20081113 日本経済新聞 朝刊

 経済産業省は産業活力再生特別措置法(産業再生法)を抜本改正する方針を固めた。省エネルギーや二酸化炭素(CO2)の排出削減につながる事業の計画を新たに同法の適用要件に加え、税の軽減などを認める。中長期的な資源価格上昇と世界的なCO2排出規制の強化が避けられないなか、企業に原油や資源に対する生産性向上を促すのがねらい。
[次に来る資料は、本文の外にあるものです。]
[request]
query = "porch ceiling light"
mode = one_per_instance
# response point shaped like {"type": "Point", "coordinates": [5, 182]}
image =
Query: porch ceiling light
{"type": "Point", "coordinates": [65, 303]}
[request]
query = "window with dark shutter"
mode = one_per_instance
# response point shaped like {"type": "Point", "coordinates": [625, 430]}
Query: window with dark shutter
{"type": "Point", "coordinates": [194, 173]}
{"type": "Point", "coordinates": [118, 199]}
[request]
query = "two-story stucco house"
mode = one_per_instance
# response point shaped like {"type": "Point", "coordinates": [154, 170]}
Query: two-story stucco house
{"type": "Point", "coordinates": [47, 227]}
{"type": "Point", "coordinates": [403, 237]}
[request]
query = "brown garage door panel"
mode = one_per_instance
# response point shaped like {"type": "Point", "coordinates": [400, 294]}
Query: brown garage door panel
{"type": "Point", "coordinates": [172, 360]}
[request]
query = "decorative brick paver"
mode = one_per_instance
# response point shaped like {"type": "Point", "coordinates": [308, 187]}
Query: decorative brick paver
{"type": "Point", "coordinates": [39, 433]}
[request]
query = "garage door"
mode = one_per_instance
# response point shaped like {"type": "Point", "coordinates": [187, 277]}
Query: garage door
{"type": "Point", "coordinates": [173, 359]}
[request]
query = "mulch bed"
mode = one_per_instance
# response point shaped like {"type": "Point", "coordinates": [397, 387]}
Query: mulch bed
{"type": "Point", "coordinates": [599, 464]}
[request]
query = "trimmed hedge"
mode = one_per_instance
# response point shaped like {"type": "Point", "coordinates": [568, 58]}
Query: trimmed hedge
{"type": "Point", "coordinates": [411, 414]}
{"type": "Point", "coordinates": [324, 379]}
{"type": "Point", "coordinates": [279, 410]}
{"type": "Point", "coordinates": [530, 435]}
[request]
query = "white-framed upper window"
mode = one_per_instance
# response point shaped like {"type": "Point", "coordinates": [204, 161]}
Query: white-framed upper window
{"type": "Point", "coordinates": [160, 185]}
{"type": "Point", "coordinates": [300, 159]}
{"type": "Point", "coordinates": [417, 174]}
法律の目的の軸足を当初の事業再編から技術革新に移す。
 経産省は法律の名称変更も検討し、来年通常国会に法案を提出する方針。改正の柱は(1)企業の資源生産性向上に向けた支援(2)「イノベーション創造機構」の創設(3)中小企業再生の支援強化――の三つとする。
 資源生産性向上への取り組みでは省エネルギーやCO2排出の削減につながる設備投資や物流効率化などを計画し、エネルギー使用量やCO2排出量に関して一定の数値目標を設定した企業に適用を認める。登録免許税や不動産取得税の軽減、欠損金の法人税繰り戻し還付などで優遇する。
 イノベーション創造機構は、大学やベンチャー企業に埋もれている先端技術を集約する官民の投資ファンド。民間の人材を集めた十五年の時限組織とする方向だ。中小の事業再生支援では、企業が将来性のある部門を別法人に切り離し、不採算部門を旧会社に残して清算する場合に、別法人が営業に必要な許認可を取りやすくする。